Life-cycle thinking in Innovation – the absolute need to apply innovation into sustainability of our resources will become a huge source of inventiveness and creativity. From managing our waste, from converting existing products into new ones, from extending the useful life into breaking down the parts for reuse all are active areas today. As society demands greater care of these dwindling resources of our planet the convergence of our economics, technology, social and environment understanding of what is valued will change. The economic value model will change. This will force designers and innovators to come up with new solutions such as waste-led innovations. The reputation and active participation in managing resource more thoughtfully will have a higher premium. As awareness grows of serious challenges across our planet the cradle-to-cradle aspects of considering the entire life-cycle will drive serious change to product management in its production, monitoring and designing so innovation is designed far more for the ‘extended’ life-cycle.

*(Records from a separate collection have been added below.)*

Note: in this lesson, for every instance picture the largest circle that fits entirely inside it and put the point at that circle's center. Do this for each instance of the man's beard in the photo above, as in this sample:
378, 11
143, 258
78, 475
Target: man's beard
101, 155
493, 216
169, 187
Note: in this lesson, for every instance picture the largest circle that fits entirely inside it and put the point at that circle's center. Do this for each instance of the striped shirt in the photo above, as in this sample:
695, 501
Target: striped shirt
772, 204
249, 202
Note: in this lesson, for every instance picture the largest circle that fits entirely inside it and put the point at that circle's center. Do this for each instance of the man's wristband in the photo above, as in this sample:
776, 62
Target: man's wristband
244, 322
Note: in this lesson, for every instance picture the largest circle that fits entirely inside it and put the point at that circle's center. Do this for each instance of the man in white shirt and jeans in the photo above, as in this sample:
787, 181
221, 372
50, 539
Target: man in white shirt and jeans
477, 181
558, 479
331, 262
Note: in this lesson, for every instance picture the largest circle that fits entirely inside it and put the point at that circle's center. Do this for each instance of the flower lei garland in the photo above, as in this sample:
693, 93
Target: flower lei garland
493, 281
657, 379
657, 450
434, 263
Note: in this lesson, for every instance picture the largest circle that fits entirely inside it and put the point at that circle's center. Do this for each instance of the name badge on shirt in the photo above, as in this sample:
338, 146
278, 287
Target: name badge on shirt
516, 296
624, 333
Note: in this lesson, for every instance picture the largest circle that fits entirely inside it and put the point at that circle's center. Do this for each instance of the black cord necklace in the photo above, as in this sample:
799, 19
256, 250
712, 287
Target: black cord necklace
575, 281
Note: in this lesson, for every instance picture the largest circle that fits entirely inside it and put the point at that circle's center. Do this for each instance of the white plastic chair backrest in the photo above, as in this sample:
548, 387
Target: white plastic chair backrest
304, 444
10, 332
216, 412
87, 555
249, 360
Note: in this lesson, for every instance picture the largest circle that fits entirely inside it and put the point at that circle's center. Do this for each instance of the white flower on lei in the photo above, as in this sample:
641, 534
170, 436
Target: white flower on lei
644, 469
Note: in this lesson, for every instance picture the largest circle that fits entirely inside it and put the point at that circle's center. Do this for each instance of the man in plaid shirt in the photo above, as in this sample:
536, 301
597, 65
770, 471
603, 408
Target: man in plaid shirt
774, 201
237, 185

We need to manage innovation differently in the future
Each of these fourteen broad forms of innovation activity will challenge the accepted ‘norms’ of today’s present innovation practice.
The implications need to be identified and thought through but each offers a real future potential for innovation to prosper and grow.
Innovation cannot remain contained within selective groups; it needs to be openly encouraged for wider engagement and identification.
Each of these broad forms will over time transform innovation as we practice it today and that is the value of this timely study of looking at innovation’s future.